I have no reason to doubt that IBM has some 5 qubit QCs with quantum volume of 32 online. The issue is not whether these exist (or a lot more), it is whether it can be scaled up to much larger systems with adequate error correction.
It's not just about the qubits, as it would be if devices were perfect. This is why the concept of quantum volume, more indicative of computing power, was invented.
An interesting fact there is while IBM (a big player for sure) has only claimed modest quantum volumes, claims of massively higher values, indicating much more powerful QCs have been made by IonQ:
Very long answer: .........................................................................................yes
(but only with future sufficiently powerful quantum computers).

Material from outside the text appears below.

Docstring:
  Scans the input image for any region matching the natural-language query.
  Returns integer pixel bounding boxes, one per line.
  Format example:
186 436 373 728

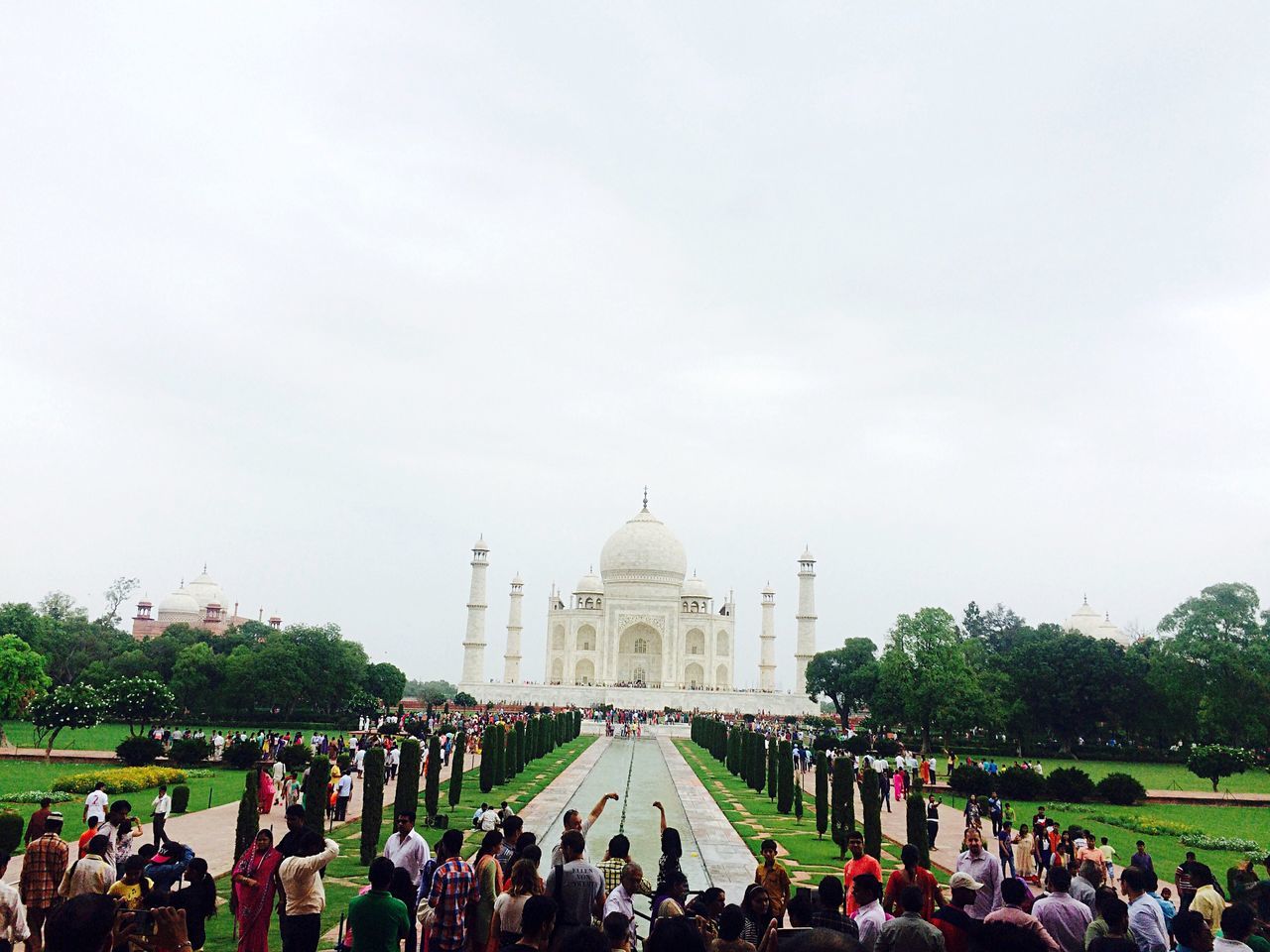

I'm reserving judgment until quantum computers actually achieve something more than press releases in a non-sampling, non-chaos "weather prediction" type of application. I hope for the best, but right now there's just a lot of what-ifs going on. Predicting the weather planet-wide would be a much smaller application than 10^40+
.
I have seen all the "try it" cloud based stuff...but nobody has diddly idea how much of that is marketing spin and smoke and mirrors. Even if you publish the source, you don't actually know what's running. Much like Kasparov had reason to suspect Joel Benjamin helped Deep Blue, you don't know for sure until the trend line of actual achievement shows definitive progress that proves out the theory. If cloud services didn't happen to work as well as marketing execs wanted, then they will modify the parameters in a non-ethical way. Just like the Alpha Zero team did when they played Stockfish in a closed lab, then made a press release that was unwarranted until later.
So, until quantum computers publish their list of verifiable achievements of a type that cannot be done by traditional computers, it's not really anything worth getting worked up about. It's a nice concept, with great potential. Like space elevators. We can talk about them all day, but until you manufacture a material with enough tensile strength, it's just talk.